Document Type

Article

Publication Date

10-1975

Keywords

Accommodation of foreign elements, Forum applies a foreign law, Cuba R.R. v. Crosby, Judicial notice statutes, Application of foreign law in the courts, Anpassung, Adaptation of foreign law, Alexander Nekam

Disciplines

Civil Procedure | Conflict of Laws

Abstract

Lying at the heart of all conflicts theories is a recognition that the function of the law of conflicts is to ensure rational and just solutions to controversies involving foreign elements. A just and rational solution is one that somehow accommodates those elements. This does not mean that the foreign law must be applied but simply suggests that at least some attention should be paid to that law in the process of resolving disputes. From these relatively uncontroversial postulates, one moves to the more difficult problem of defining the role of foreign law in the conflicts setting.

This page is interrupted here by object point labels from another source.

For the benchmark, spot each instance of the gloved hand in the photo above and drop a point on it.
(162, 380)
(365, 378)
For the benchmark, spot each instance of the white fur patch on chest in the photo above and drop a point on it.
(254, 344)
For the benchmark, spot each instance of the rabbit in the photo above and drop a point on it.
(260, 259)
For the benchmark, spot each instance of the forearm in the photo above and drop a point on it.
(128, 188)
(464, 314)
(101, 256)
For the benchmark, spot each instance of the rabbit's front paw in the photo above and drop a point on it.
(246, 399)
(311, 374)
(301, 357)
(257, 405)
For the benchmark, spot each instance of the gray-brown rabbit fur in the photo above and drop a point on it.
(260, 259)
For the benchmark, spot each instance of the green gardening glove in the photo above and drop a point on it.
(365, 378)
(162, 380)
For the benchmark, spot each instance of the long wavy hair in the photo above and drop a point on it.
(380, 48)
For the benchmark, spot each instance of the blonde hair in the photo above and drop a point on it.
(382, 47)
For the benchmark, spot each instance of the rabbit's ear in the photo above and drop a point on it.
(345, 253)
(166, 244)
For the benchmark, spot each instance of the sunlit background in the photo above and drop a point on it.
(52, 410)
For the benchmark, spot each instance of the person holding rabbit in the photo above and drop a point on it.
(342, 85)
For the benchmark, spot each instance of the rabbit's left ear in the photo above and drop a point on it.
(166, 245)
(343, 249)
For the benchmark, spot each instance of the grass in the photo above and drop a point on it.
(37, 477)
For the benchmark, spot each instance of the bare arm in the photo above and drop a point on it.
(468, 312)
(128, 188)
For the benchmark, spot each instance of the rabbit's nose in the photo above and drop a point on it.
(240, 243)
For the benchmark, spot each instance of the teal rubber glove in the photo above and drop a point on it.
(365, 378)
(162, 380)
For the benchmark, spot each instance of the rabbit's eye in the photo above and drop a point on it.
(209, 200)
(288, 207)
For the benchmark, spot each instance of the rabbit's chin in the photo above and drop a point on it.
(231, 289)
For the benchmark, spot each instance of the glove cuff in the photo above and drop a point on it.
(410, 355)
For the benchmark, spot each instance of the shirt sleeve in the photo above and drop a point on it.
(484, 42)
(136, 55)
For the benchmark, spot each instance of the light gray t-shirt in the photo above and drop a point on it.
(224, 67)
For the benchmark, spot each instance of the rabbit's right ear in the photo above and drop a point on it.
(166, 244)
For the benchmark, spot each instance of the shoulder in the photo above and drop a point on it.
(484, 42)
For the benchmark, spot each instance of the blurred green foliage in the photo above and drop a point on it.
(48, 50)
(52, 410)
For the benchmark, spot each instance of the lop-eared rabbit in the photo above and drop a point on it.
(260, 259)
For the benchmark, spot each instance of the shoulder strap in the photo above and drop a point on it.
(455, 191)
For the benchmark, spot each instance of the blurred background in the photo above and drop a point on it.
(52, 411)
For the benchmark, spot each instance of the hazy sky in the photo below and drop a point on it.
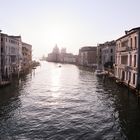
(67, 23)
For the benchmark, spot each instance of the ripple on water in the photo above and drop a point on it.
(67, 103)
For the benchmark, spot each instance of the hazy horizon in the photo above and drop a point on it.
(68, 23)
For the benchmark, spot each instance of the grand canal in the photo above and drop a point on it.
(67, 103)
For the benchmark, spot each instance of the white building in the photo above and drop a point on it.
(106, 54)
(26, 55)
(127, 62)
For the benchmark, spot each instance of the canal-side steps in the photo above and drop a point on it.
(4, 83)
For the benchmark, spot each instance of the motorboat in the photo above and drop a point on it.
(100, 72)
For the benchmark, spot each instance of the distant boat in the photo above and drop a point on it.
(100, 72)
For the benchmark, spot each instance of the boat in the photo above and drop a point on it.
(100, 72)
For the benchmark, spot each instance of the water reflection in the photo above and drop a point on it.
(67, 103)
(56, 82)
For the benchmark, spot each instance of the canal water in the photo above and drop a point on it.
(67, 103)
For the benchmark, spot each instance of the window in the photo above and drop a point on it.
(111, 58)
(130, 60)
(131, 43)
(124, 59)
(134, 60)
(134, 78)
(135, 42)
(130, 76)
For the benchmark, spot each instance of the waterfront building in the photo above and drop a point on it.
(106, 54)
(27, 56)
(10, 55)
(88, 56)
(127, 62)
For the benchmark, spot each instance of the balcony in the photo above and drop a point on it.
(125, 48)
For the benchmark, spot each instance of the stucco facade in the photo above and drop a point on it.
(127, 57)
(88, 56)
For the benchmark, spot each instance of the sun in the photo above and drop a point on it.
(57, 34)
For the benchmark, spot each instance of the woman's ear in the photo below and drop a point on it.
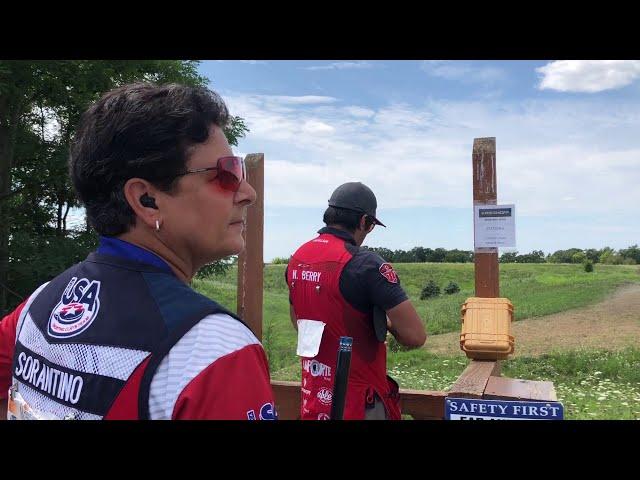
(140, 195)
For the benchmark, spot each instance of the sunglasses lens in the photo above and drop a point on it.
(231, 172)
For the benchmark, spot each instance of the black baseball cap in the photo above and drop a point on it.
(355, 196)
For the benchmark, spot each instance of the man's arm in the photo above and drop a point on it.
(7, 344)
(405, 325)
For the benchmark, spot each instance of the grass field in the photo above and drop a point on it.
(595, 383)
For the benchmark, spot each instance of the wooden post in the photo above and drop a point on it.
(250, 260)
(485, 193)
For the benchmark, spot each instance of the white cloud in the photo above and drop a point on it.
(588, 76)
(341, 66)
(576, 154)
(314, 126)
(300, 100)
(462, 71)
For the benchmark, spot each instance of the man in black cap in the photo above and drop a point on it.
(338, 289)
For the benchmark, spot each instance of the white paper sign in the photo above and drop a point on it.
(494, 226)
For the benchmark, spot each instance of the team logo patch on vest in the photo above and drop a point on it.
(77, 309)
(386, 270)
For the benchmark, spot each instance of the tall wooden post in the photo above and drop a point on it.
(250, 260)
(485, 192)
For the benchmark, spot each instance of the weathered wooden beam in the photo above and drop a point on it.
(287, 399)
(503, 388)
(420, 404)
(473, 381)
(485, 192)
(250, 260)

Attention in this area is usually focused on the theoretical bases for the displacement of forum law by some foreign rule related to the matter through one or more connecting factors. However, implicit in attempts to develop normative standards for choosing foreign substantive rules is the assumption that those rules can be applied by the forum in some sensible fashion. To assume otherwise renders conflicts rules—other than those which direct the application of forum law in all circumstances—meaningless. But in what sense can it be said that the forum applies any law other than its own? Most commentary on this question has directed itself to such practical concerns as the effect of failing to plead foreign law. While these issues are by no means insignificant, a fuller understanding of the problems involved in the application of foreign law must be based on the premise that foreign law is different in kind from the law of the forum and that this difference frequently affects the way in which the forum treats the foreign law. This article examines the means by which courts in the conflicts setting have attempted to accommodate the relevant foreign elements and attempts to explain what it means for the forum to apply a foreign law. The intent here is primarily descriptive: to clarify what we are talking about when we say that the forum applies a foreign law.

Publication Citation

Published in: Northwestern University Law Review, vol. 70, no. 4 (September-October 1975).